I first met the No-Hand King in 2007. People warned me he was hard to interview. But that’s only because they expect him to be funny and tell jokes like he’s part of a circus act.
But this is life to Hines. Over a series of weeks, he told me about growing up around Walnut Terrace, not knowing his father, getting into trouble, getting arrested for breaking and entering, going to jail and deciding in a cell one day to switch directions: to become the best in the world at one thing. He talked about celebrating the people who inspire him – soldiers, mostly – in everything he does.
When Hines first met Shanahan, he was living in his art studio, where he painted in relative squalor, squatting on a couch with his work all around him. Hines appreciated that.
“I see you struggle,” he told Shahanan. “Like I struggle.”
The pair needed a big ride to finish the film. The Guinness World Records site lists the longest no-hand wheelie ride at 292 feet, comically short compared to what Hines does regularly. The No-Hand King had long wanted to ride cross-country on one wheel, then across the state. Hines suggested the Outer Banks, flatter and more manageable, with iconic scenery.
“He won’t be miked while he’s riding,” Shanahan told me. “He doesn’t say much when he’s riding anyway. He’s like a monk.”

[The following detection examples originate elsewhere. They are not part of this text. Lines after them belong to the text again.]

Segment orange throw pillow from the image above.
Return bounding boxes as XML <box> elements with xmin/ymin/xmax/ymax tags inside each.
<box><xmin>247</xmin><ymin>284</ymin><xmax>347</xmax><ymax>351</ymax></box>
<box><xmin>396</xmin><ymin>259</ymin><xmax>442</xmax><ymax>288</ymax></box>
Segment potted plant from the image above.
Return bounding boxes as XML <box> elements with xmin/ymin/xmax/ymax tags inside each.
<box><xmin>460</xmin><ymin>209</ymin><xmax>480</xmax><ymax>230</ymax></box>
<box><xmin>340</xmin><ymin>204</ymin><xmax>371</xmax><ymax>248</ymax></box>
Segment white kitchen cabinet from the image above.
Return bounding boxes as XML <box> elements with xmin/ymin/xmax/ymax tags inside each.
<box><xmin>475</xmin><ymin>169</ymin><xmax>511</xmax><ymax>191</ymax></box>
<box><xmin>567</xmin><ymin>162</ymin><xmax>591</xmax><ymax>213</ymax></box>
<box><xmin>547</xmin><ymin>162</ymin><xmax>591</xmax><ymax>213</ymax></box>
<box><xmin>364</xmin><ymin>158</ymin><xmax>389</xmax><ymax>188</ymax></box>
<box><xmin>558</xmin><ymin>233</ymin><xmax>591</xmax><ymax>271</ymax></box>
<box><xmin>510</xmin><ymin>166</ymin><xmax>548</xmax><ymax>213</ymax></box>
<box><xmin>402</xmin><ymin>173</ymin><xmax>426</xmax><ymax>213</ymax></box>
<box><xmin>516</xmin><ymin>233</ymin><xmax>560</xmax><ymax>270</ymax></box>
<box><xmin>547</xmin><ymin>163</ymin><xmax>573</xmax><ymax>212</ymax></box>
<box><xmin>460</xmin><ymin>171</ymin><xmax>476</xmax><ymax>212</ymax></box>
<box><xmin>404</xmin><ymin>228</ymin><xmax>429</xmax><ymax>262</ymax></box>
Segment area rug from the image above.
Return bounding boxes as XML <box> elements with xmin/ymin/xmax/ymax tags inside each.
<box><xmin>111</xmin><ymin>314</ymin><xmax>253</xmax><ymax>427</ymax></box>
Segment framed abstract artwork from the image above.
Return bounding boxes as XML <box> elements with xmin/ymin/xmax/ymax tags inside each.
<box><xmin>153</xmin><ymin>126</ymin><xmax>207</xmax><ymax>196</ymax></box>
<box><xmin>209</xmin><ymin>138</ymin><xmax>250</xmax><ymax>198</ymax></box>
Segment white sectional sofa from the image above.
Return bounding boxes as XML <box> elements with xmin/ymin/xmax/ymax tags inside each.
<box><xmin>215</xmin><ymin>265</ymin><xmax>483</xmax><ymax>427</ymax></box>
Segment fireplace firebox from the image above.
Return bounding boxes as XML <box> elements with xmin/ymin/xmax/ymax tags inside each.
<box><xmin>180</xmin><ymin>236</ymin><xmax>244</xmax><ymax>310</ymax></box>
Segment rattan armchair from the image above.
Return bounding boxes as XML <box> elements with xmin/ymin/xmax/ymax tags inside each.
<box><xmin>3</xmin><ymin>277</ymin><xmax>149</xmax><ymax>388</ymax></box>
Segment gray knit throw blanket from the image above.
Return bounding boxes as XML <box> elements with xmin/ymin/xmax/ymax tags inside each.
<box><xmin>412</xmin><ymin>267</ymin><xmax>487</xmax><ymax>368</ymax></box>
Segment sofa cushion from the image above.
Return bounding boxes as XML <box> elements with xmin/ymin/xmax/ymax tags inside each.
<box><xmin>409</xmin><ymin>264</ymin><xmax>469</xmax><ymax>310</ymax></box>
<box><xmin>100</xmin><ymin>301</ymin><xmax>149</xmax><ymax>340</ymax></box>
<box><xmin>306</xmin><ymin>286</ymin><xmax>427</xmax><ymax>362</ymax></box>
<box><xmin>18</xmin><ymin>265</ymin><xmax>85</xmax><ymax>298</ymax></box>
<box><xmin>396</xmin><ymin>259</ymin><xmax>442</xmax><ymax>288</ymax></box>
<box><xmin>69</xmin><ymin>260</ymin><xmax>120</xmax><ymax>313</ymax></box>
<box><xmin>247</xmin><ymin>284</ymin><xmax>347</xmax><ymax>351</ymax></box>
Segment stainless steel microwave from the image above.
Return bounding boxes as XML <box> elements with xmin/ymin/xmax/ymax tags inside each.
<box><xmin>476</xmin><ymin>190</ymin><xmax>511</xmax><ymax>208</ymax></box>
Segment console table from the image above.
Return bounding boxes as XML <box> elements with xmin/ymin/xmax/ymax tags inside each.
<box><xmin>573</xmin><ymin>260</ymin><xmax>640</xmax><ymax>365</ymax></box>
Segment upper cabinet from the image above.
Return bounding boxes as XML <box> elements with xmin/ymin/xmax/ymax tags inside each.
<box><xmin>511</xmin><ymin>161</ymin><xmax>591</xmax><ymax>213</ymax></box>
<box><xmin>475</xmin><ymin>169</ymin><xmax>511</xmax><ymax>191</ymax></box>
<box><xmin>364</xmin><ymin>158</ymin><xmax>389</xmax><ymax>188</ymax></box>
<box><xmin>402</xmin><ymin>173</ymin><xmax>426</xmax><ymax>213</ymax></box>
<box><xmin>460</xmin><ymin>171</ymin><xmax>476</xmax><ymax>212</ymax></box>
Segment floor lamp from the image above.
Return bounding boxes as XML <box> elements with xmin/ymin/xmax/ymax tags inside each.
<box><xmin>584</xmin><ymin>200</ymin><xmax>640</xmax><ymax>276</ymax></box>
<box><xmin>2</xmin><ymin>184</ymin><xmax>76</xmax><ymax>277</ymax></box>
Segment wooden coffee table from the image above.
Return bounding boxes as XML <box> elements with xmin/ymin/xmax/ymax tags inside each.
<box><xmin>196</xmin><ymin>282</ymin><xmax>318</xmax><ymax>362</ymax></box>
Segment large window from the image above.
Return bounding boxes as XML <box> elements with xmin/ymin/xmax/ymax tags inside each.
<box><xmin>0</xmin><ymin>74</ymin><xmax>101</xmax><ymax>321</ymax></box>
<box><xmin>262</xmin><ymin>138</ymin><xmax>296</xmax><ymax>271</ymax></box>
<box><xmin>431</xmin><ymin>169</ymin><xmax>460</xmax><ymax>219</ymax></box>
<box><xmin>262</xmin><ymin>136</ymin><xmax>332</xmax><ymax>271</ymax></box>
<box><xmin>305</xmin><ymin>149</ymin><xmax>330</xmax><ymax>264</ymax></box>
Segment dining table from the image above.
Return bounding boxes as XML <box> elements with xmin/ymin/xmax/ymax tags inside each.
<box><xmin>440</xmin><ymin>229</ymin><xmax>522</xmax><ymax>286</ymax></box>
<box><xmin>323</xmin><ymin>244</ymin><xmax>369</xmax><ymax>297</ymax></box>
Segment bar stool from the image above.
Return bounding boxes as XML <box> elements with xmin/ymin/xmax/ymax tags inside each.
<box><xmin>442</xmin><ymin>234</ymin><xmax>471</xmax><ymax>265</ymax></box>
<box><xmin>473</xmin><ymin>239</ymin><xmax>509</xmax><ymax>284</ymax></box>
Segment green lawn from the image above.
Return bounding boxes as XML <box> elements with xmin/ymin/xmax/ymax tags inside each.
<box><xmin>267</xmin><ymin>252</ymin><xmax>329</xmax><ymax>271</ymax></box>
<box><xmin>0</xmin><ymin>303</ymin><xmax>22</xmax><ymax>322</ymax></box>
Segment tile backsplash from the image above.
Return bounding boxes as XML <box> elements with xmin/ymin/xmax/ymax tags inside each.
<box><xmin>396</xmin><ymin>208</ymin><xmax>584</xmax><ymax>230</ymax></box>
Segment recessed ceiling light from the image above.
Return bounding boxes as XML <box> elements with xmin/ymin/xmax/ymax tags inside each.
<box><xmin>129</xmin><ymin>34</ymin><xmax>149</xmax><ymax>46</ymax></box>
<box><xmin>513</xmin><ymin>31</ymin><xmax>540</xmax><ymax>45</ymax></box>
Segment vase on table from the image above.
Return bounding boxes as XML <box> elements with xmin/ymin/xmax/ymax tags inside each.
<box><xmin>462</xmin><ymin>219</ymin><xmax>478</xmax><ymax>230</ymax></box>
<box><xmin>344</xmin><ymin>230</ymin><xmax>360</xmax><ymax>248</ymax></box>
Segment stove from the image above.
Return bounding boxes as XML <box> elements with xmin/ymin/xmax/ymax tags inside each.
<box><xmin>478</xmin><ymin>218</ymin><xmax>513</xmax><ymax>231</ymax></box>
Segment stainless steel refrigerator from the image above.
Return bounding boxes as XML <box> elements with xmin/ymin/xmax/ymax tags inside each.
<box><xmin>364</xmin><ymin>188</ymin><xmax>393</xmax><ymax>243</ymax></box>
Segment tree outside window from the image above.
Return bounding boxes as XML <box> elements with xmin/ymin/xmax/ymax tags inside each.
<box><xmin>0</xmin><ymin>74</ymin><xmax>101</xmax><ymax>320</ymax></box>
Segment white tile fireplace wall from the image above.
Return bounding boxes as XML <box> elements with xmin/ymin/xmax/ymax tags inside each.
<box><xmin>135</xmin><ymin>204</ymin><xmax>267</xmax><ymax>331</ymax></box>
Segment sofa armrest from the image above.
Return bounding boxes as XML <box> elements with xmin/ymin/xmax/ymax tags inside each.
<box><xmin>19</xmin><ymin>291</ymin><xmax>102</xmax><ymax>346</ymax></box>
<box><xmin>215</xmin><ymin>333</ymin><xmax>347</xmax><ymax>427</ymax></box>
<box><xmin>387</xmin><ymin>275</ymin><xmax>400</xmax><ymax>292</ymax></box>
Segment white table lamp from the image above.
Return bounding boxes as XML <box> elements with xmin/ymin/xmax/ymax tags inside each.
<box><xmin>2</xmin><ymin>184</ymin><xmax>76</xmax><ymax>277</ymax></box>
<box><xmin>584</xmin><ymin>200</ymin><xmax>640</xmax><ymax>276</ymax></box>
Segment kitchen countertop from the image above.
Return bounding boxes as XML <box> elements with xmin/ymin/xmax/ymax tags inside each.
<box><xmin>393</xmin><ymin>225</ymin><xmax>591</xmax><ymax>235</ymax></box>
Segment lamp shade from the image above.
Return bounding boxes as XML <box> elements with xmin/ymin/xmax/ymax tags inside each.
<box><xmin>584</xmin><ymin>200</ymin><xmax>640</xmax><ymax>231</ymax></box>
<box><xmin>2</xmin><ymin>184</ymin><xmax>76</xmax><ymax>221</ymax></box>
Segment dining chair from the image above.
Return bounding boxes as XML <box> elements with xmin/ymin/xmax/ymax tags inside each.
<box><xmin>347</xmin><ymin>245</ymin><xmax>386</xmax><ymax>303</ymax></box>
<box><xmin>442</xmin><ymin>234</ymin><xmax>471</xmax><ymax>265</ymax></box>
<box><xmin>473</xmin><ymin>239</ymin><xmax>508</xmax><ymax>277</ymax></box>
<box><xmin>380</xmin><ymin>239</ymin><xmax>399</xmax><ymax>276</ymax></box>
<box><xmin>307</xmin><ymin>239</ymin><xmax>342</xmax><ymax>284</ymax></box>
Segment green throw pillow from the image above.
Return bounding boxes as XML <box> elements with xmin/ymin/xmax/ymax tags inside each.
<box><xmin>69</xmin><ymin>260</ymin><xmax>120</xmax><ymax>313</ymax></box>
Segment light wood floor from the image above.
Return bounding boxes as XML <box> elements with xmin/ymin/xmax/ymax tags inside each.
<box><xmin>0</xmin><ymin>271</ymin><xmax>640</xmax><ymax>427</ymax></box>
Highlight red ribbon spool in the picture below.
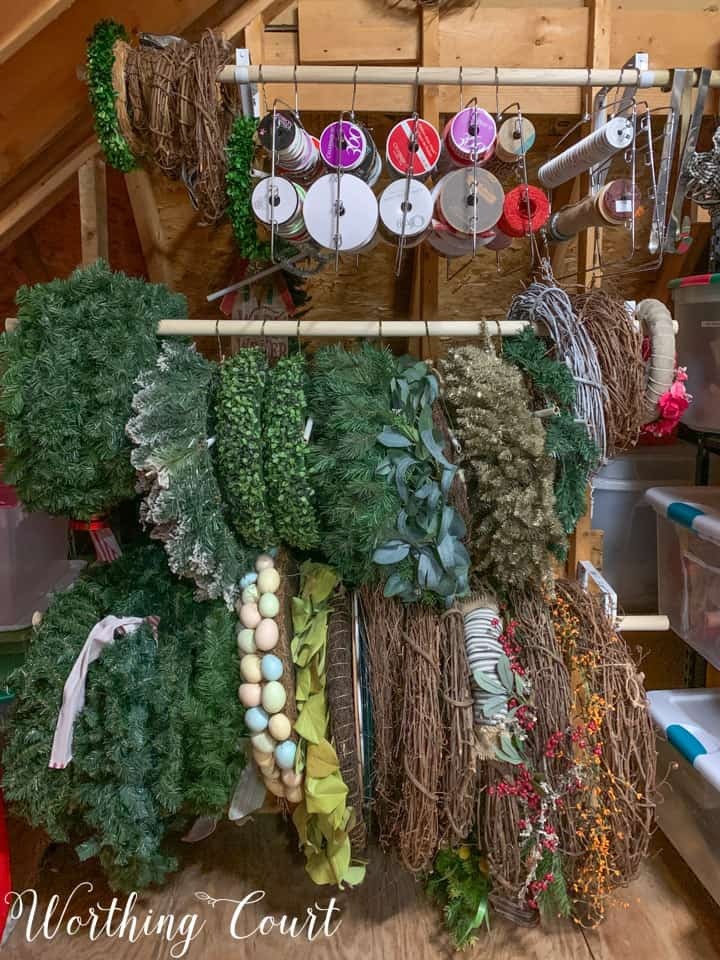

For almost two hours, Hines rolled down the Outer Banks at 10 mph, ignoring the sun, horseflies and eyes stinging from the sweat.
Cars honked as they passed. Cyclists rode past wearing Lycra shorts, gloves, goggles and huge smiles on their faces. Hines stared straight ahead as the big bridge approached.

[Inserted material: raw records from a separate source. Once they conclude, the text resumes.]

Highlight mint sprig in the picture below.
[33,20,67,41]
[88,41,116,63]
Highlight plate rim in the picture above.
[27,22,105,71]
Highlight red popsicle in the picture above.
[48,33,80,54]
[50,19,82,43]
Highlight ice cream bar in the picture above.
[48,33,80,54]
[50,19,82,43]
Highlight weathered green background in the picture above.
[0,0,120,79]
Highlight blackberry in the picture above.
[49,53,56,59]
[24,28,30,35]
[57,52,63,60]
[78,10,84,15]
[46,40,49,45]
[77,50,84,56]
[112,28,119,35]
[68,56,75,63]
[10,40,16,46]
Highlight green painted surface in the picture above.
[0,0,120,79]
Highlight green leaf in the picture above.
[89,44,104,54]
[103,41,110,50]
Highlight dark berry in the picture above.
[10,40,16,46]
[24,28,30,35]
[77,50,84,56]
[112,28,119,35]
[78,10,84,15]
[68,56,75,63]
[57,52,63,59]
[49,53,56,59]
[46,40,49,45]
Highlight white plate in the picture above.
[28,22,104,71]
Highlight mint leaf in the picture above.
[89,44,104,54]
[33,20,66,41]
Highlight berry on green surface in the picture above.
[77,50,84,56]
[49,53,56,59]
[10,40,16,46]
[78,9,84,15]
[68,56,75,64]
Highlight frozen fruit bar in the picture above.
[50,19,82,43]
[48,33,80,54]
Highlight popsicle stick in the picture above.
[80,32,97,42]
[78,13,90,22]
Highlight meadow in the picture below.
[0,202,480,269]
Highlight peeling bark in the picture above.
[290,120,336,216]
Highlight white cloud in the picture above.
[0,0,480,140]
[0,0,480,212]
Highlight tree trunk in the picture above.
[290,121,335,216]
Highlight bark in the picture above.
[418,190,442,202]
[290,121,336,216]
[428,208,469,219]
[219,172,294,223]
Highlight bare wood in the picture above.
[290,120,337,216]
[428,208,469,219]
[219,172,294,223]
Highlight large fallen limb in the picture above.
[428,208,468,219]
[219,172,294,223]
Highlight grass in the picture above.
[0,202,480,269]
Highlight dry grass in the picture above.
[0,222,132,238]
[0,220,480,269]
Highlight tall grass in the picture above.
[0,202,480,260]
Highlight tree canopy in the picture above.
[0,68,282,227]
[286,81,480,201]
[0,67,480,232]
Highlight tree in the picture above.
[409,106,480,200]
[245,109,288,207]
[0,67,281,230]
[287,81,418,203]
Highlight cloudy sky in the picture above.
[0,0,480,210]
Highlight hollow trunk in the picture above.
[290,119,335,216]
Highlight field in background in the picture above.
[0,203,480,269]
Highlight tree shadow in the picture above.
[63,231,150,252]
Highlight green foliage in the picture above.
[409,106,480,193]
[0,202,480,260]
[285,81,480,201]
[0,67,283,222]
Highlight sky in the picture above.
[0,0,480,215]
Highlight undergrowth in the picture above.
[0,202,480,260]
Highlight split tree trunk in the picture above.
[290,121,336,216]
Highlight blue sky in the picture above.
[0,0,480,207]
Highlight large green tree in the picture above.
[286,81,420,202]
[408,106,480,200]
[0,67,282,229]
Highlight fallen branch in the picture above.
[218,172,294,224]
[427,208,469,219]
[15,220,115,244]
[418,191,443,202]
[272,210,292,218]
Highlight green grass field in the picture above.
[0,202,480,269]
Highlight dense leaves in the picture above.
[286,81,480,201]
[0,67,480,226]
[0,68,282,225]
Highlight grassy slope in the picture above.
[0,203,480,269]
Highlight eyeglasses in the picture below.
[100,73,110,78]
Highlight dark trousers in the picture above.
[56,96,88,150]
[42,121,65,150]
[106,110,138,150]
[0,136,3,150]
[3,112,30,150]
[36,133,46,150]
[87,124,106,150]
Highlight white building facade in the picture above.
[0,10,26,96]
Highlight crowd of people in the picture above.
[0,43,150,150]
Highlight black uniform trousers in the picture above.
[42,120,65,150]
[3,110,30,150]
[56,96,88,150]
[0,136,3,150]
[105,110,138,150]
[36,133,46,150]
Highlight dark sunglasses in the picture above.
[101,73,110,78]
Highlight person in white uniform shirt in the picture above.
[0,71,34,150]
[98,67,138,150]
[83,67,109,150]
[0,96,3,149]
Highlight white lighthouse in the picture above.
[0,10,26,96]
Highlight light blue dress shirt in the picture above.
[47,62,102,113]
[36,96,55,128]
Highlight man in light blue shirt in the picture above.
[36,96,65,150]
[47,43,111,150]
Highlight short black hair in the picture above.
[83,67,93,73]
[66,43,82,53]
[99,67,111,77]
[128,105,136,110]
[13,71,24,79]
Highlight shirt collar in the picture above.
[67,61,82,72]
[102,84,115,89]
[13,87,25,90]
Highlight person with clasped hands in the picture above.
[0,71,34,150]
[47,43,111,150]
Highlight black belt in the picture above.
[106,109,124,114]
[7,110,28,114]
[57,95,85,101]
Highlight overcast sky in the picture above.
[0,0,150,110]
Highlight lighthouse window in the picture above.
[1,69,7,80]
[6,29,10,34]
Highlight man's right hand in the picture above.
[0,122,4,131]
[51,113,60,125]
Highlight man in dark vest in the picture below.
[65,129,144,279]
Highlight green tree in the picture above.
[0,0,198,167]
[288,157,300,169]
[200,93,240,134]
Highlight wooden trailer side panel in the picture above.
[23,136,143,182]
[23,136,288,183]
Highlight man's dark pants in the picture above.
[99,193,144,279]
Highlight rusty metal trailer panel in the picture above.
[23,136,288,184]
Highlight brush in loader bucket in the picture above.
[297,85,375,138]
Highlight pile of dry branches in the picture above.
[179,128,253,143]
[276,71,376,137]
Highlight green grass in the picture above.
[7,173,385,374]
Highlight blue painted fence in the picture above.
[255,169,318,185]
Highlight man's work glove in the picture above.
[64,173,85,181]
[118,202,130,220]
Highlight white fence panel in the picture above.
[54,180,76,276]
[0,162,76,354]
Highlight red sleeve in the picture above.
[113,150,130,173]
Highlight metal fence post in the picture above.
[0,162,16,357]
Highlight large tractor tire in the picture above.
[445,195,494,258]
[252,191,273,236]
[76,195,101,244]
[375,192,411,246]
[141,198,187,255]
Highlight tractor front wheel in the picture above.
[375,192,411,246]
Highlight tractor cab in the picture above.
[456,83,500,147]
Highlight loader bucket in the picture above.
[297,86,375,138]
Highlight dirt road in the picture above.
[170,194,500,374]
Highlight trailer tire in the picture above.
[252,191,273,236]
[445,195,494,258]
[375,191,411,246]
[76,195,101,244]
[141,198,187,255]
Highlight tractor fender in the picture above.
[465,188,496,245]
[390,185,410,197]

“He’s got to go over that?” Coleman asked, riding in a truck behind his friend. “Maaaaan ....”
“This is history here,” said Shanahan.
Hines flashed a peace sign as he crested the bridge, 200 feet high.

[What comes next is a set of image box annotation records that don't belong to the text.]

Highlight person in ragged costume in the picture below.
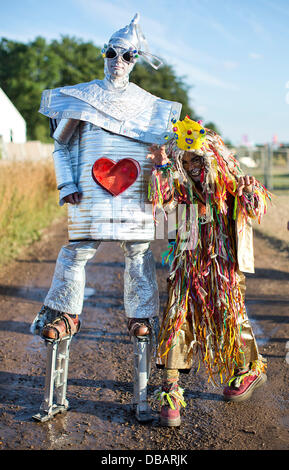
[147,116,271,426]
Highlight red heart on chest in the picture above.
[92,157,140,196]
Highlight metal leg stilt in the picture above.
[133,336,153,422]
[33,337,71,422]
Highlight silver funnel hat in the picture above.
[102,13,162,70]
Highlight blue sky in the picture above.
[0,0,289,145]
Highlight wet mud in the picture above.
[0,215,289,451]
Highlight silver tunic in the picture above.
[40,80,181,241]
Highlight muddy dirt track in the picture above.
[0,216,289,451]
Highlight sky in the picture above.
[0,0,289,145]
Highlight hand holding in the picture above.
[146,145,170,165]
[63,192,82,204]
[237,175,256,196]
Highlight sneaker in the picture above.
[157,382,186,427]
[223,369,267,402]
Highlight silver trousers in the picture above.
[44,241,159,318]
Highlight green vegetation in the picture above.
[0,36,195,142]
[0,162,65,266]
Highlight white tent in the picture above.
[0,88,26,144]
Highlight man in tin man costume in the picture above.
[148,116,271,426]
[31,14,181,420]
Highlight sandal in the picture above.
[41,313,80,341]
[127,318,151,337]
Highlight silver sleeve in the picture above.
[53,142,74,189]
[53,119,79,145]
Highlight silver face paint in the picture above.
[104,45,135,84]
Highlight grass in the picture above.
[0,161,64,265]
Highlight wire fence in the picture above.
[232,144,289,191]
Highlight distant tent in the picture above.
[0,88,26,144]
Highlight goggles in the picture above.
[101,46,138,64]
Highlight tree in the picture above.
[0,36,207,142]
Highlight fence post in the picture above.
[264,144,273,191]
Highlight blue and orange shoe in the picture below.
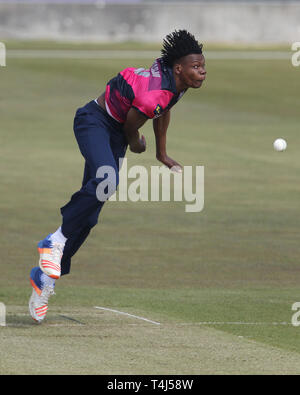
[38,233,64,279]
[29,267,55,323]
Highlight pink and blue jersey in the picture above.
[105,59,185,123]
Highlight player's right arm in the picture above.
[123,108,148,154]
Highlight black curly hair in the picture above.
[161,30,203,67]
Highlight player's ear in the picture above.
[174,63,182,75]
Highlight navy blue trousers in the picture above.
[61,101,127,275]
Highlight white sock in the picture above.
[50,226,68,244]
[41,273,55,288]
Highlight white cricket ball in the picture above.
[273,139,287,151]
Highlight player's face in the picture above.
[178,54,206,88]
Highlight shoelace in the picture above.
[51,243,64,260]
[40,285,55,304]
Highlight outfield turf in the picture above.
[0,43,300,374]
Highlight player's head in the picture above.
[161,30,206,88]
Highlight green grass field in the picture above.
[0,43,300,375]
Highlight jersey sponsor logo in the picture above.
[134,67,150,77]
[153,104,162,117]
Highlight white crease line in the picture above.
[94,306,160,325]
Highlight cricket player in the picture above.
[29,30,206,323]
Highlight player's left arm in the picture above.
[153,110,182,171]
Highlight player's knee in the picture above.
[95,166,119,202]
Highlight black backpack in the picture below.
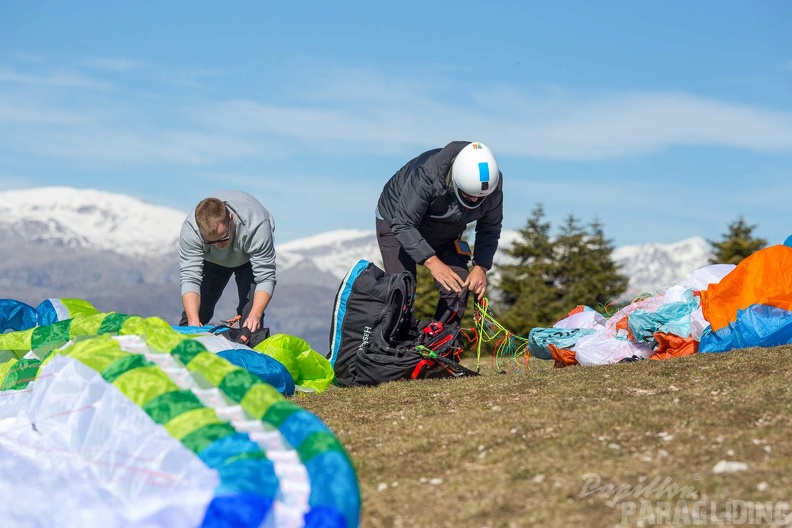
[327,259,415,386]
[327,260,476,387]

“Endurance of a (cotton-picking) animal!” he told me later. “Not a man!”
Then he fell.
It happened about 15 miles into the ride, after an hour and 40 minutes on one wheel, in a spot of N.C. 12 that had been torn apart by storms. The No-Hand King veered onto an old section of highway that looked like an access road, not realizing that it didn’t reconnect. He tried to rejoin the main highway, riding no-handed down a foot-high asphalt hill and across some sand – an impossible maneuver.
He came up unhurt, fender dented but morale intact.
“That’s still a record,” he said.
The No-Hand King pushed on for another 16 miles through Rodanthe, Waves and Salvo, treating himself with water and Icy Hot. But cramps in his thighs kept burning and the heat index passed 100.
He packed it in at 31 miles total, more than the distance from Raleigh to Durham. We all pounded his fist and told him nobody in the world could duplicate that feat, then we drove the remaining miles to the Hatteras lighthouse.
“What pushed me a step beyond was thinking about the men and women behind the lines, giving everything they’ve got,” he said. “Once you give everything you’ve got, you’re satisfied.”
He stood on a dune with the lighthouse behind him, the man from Walnut Terrace with cameras whirring around him, his quest complete.